Is There A Correlation Between The Great Resignation And CRE Activity?

It’s no secret employers are struggling to retain labor amid the persistent Great Resignation.

The U.S. quit rate, or the number of people that left their jobs as a percentage of total employment, reached a record 2.9% in December 2021, according to a recent report by CBRE Group Inc. The firm found an average of 4 million workers quit per month in 2021, which is 18% above the monthly average from 2018 to 2019. But what impact — if any — are the decisions of the broader workforce having on commercial real estate decisions?

Traditional office-using sectors have seen fewer people quitting than, especially, the hospitality and retail industries. In fact, office-using industries accounted for 22% of quits in December 2021, which is down from the 2018-2019 average of 24%.

But the professional and business-services sector, which includes back-office functions, have seen higher quit rates since pre-pandemic levels.
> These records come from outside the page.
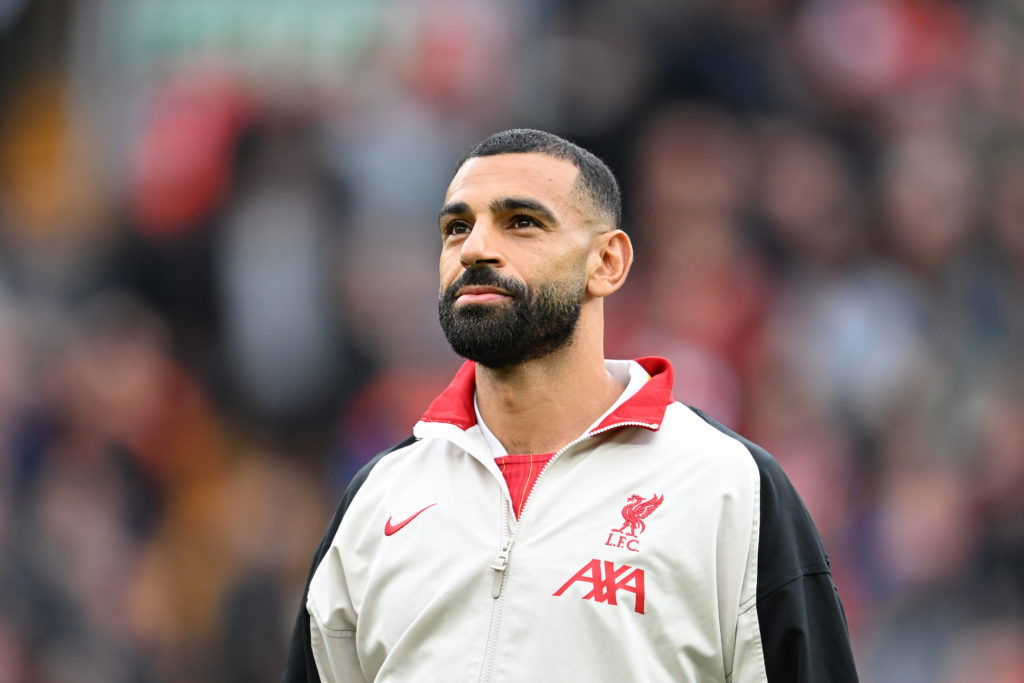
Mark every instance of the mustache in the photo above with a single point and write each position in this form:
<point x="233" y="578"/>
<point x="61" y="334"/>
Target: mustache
<point x="486" y="276"/>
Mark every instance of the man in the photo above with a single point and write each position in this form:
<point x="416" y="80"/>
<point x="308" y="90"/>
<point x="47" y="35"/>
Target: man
<point x="556" y="516"/>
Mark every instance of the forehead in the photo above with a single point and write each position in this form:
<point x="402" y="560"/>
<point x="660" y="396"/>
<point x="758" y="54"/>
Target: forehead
<point x="532" y="174"/>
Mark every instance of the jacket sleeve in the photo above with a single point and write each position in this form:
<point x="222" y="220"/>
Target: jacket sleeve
<point x="803" y="629"/>
<point x="796" y="630"/>
<point x="308" y="635"/>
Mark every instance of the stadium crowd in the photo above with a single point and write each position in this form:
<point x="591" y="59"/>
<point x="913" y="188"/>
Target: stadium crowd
<point x="217" y="291"/>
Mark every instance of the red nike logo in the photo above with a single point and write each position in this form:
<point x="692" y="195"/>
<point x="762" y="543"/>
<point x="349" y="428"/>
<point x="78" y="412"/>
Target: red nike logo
<point x="390" y="528"/>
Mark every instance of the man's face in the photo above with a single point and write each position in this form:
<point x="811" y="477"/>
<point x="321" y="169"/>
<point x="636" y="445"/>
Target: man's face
<point x="513" y="258"/>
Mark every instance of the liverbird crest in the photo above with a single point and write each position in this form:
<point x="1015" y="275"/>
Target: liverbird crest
<point x="637" y="509"/>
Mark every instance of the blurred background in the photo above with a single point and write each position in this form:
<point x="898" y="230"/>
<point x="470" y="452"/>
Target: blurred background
<point x="218" y="291"/>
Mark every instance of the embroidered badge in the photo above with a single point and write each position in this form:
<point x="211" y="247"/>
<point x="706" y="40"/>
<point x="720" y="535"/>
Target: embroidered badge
<point x="637" y="509"/>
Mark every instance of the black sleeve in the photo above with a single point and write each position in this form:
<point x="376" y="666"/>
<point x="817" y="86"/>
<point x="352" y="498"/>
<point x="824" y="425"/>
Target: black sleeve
<point x="300" y="667"/>
<point x="803" y="627"/>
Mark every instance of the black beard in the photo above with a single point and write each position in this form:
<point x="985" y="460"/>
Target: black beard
<point x="531" y="325"/>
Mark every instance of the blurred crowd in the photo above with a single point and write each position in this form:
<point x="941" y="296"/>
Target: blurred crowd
<point x="218" y="291"/>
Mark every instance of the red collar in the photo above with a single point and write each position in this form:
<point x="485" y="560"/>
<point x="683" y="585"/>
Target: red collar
<point x="645" y="408"/>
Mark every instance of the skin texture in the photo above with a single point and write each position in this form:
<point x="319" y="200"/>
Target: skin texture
<point x="524" y="216"/>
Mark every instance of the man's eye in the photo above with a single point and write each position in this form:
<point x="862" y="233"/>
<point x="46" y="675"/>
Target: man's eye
<point x="457" y="227"/>
<point x="524" y="221"/>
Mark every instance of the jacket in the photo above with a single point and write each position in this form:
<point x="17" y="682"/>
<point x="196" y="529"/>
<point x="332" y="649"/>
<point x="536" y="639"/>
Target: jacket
<point x="658" y="546"/>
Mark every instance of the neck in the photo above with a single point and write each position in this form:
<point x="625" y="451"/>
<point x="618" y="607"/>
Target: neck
<point x="540" y="406"/>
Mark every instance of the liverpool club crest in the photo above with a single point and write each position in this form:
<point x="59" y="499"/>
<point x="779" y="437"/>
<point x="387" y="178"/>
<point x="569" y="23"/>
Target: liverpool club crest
<point x="636" y="510"/>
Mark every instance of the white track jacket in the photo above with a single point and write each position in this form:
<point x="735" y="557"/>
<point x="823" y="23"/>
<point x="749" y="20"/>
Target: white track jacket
<point x="656" y="547"/>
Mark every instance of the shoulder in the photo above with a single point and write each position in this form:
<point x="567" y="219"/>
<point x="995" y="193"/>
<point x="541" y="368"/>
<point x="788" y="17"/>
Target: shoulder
<point x="791" y="547"/>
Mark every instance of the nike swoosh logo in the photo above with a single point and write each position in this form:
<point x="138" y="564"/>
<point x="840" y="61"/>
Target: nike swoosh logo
<point x="390" y="528"/>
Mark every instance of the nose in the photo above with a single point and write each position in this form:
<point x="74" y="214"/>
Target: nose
<point x="480" y="246"/>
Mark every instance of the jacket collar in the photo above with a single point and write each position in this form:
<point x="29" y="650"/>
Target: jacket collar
<point x="644" y="409"/>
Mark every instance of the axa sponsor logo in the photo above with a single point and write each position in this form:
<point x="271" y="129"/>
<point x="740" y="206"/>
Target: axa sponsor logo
<point x="637" y="509"/>
<point x="605" y="581"/>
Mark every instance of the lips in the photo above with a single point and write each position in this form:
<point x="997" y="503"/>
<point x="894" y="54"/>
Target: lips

That could mean a disproportionate impact on call-center types of facilities, many of which have gone fully remote since the Covid-19 pandemic. That sector has also seen among the biggest wage gains by industry, growing 7% or more in the past three years, CBRE found.

With the ability to work remotely being cited as a highly sought-after perk among workers, companies are tasked with thinking strategically about not only HR policies around remote work, but their office space.
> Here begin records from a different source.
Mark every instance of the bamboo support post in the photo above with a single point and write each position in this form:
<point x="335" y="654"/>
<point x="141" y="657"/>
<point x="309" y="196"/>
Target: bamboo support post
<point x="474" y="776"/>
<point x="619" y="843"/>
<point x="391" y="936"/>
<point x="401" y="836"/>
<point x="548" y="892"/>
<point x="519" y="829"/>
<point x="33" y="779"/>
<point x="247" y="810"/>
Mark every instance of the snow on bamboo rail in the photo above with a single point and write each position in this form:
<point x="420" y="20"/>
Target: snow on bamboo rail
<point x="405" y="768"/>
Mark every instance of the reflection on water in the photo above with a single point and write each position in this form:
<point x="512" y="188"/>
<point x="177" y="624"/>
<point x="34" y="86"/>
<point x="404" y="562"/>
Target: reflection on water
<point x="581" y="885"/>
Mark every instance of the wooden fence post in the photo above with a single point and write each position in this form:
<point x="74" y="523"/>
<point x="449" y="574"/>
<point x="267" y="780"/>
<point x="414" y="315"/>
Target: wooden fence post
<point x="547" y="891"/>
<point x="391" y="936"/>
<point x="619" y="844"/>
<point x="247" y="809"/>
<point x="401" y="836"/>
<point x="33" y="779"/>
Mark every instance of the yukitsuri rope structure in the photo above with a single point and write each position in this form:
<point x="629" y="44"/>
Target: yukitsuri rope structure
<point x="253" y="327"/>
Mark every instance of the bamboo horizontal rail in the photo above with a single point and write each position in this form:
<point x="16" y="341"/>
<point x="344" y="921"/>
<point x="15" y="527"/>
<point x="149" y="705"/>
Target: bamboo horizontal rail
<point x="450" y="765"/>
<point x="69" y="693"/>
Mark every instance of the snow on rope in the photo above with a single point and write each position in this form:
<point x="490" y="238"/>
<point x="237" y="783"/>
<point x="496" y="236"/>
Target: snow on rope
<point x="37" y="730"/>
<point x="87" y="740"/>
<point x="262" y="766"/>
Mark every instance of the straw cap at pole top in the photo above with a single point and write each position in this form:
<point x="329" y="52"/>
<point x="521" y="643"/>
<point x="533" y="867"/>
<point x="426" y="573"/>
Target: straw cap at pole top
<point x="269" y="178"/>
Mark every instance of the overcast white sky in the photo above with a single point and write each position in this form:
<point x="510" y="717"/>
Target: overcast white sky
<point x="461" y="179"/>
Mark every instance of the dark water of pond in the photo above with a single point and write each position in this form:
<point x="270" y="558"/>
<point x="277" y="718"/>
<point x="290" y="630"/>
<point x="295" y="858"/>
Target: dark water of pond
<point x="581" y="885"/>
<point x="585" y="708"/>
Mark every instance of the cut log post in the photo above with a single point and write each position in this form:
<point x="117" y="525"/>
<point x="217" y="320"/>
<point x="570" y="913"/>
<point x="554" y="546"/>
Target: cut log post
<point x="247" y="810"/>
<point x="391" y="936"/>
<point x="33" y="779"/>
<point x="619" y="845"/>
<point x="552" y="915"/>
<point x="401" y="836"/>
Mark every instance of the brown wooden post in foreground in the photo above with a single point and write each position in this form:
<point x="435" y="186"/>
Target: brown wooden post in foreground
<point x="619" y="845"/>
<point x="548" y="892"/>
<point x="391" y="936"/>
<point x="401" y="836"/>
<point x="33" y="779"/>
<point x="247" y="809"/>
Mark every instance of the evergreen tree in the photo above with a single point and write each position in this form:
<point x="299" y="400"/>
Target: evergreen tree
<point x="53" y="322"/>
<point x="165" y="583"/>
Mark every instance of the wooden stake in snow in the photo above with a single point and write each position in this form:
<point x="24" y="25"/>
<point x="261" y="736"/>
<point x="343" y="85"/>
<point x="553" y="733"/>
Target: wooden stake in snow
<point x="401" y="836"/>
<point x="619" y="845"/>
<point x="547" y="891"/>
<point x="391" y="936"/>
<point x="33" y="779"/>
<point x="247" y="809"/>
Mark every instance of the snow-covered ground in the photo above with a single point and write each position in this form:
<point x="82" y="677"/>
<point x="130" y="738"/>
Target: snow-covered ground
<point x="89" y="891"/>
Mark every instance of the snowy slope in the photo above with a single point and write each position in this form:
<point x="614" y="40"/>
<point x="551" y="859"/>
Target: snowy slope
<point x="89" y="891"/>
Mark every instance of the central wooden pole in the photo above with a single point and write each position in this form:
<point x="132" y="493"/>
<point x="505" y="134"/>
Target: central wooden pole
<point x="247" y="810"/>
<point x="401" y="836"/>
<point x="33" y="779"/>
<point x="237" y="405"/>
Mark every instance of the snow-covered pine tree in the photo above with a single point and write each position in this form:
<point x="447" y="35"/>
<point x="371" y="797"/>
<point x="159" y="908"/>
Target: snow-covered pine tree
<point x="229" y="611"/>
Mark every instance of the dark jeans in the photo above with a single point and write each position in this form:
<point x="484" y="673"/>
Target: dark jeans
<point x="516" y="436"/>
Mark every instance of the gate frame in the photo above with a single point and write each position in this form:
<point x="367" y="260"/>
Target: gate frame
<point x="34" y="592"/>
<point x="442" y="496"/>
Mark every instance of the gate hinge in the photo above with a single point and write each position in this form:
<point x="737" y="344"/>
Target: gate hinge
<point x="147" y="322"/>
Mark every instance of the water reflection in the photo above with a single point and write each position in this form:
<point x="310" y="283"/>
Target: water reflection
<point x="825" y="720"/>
“That’s propelled much of the flight-to-quality trend happening before the pandemic, but that’s taken new focus as employers struggle to retain and attract workers, said Jessica Morin, head of U.S. office research at CBRE. “It’s spaces that really have adapted to the new purpose of office, which is drawing people in to connect with teams versus head’s-down work.”
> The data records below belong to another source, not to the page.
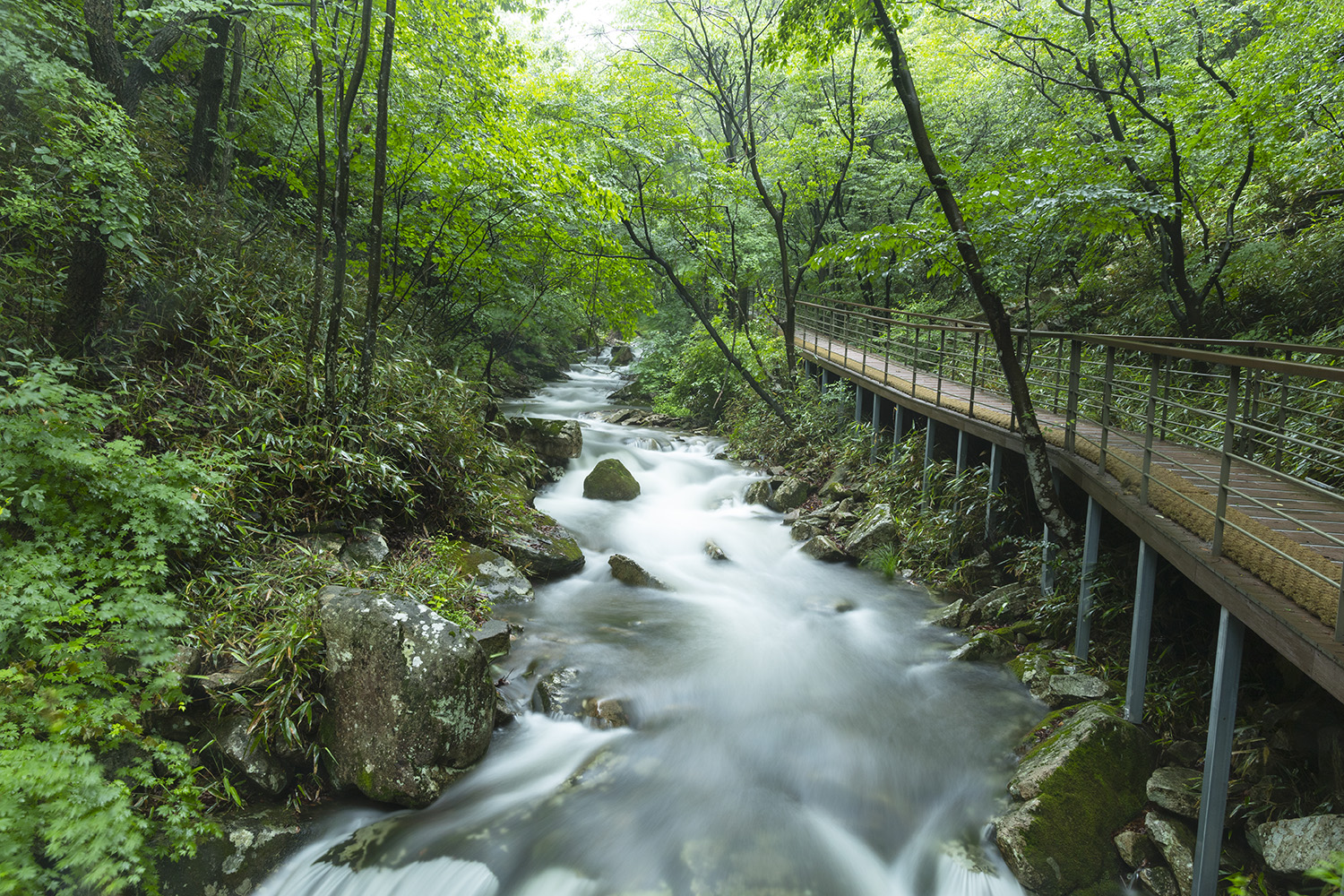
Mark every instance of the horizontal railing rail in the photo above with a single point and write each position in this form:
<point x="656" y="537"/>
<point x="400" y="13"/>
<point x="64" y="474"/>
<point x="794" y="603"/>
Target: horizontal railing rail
<point x="1214" y="435"/>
Still, in nearly every survey conducted about what workers want in the current war for talent, the ability to work remotely comes out as a key priority across a broad range of industries. And, as the CBRE report noted, as more office-using employees return to physical workspaces on a more regular basis, turnover in those sectors could increase if people are unhappy with policies or in-person experiences, especially after two years of predominately remote work.

A recent report by New York-based job-search platform Hired found, in San Diego, only about 34% of software engineer jobs were local, with about 66% for remote jobs. Cities like Denver; Minneapolis; Austin, Texas; and Los Angeles had similar ratios of local versus remote jobs.

Is that translating to less office space? In many cases, yes, with several office brokers having told The Business Journals anecdotally that companies that’ve moved forward on lease deals are looking at a 20% smaller footprint, on average, in a new deal. But each company is evaluating its real estate differently.

CBRE’s current economic forecast is that U.S. office-market vacancy won’t return to its 30-year average — that being 15% of U.S. office space not leased — until 2026. The firm is predicting office rental rates will rebound to pre-pandemic levels by the third quarter of 2024.

CBRE found the industries with the highest quit rates were in accommodation and food services, and leisure and hospitality. Those are two sectors where employment was hit the hardest at the start of the pandemic.

“Involuntary separations happened in the retail and hospitality sectors,” said Vince Giovannini, data scientist at CBRE. “Never in our modern history did we have a complete stoppage in specific industries. By the time employment began ramping back up, lots of those workers had found jobs in other, more stable industries. It’s not clear what impact the quit rate and challenges to finding labor in industries like hospitality may have on their correlated commercial real estate sectors, such as hotels and retail. But it’s possible the challenge to hire or retain employees may have retail and restaurant operators becoming more conscience about where, and how, they add new locations.”